The White House statement came in response to separate eight years, but may overlap, petitions were sent to his “We the peoples”, which promises a political response to a request for government action to collect the necessary signatures. The group of addiction medicine was responding to the approval of the California Medical Association’s efforts to decriminalize “recreational” use of marijuana. That may well also have been responding to their own chapter of California, which also would legalize, tax and regulate marijuana in an effort to minimize its use among adolescents.

The last thing the country needs is an official stamp of approval of another mind-altering and addictive substance. Legalization efforts in this country have the Americans ignorant of what is happening in other parts of the world, especially in Holland, where Dutch authorities have been carefully away from the liberal laws that allow people to smoke cannabis the “coffee shops”.

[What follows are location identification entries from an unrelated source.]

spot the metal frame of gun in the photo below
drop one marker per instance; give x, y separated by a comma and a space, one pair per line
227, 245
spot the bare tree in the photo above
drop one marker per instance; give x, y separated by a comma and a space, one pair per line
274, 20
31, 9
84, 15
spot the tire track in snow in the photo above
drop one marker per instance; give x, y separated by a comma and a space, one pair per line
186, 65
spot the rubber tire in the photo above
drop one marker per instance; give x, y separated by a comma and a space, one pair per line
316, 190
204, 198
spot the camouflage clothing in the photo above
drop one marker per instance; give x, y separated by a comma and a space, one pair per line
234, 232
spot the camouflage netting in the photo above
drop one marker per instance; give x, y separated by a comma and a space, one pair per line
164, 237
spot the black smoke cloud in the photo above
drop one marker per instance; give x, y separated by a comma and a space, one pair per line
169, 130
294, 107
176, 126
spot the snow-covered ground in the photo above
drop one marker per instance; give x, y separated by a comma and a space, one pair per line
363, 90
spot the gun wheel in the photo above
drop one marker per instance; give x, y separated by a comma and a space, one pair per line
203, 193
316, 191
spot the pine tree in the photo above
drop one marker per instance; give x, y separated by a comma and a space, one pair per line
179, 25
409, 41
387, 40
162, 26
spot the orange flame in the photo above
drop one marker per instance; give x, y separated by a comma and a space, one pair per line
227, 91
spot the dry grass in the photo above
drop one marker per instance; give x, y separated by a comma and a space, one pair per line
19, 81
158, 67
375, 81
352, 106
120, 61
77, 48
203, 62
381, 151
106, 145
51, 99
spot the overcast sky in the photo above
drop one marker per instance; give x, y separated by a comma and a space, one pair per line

In recent weeks, amid growing concerns public healt, the Dutch government announced it will begin to classify the strong forms of marijuana as a hard drug, like cocaine and ecstasy. Then, the Institute of Behavioral Sciences at the Radboud University Nijmegen in the Netherlands released a study showing that cannabis can increase the risk of depression in some youth. Other studies have shown an increased risk of schizophrenia and psychosis, especially among young people with genetic predisposition.

The White House statement appeared to be another indication that the Obama administration is preparing to conduct a long-term federal policy against the use of marijuana, which comes immediately after the note of a Justice Department official said state law does not give federal judicial immunity.

The official statement from the White House, Obama came director of the Office of National Drug Control Policy, Gil Kerlikowske, said: “… legalizing marijuana would not have the answer to any health, social, youth education, criminal justice, and quality of community life challenges associated with drug use, “also referred to the connection of the drug to respiratory illness, cognitive impairment and addiction.

Residents of Utah, that trust, need little convincing, in general, that marijuana should remain illegal, even taking into account the legitimate arguments that users receive punishment should focus on treatment instead of incarceration. But if the legalization movement would receive an official foothold in the rest of the country, which could lead to cultural acceptance that come with a host of health problems. Good to know that the administration agrees.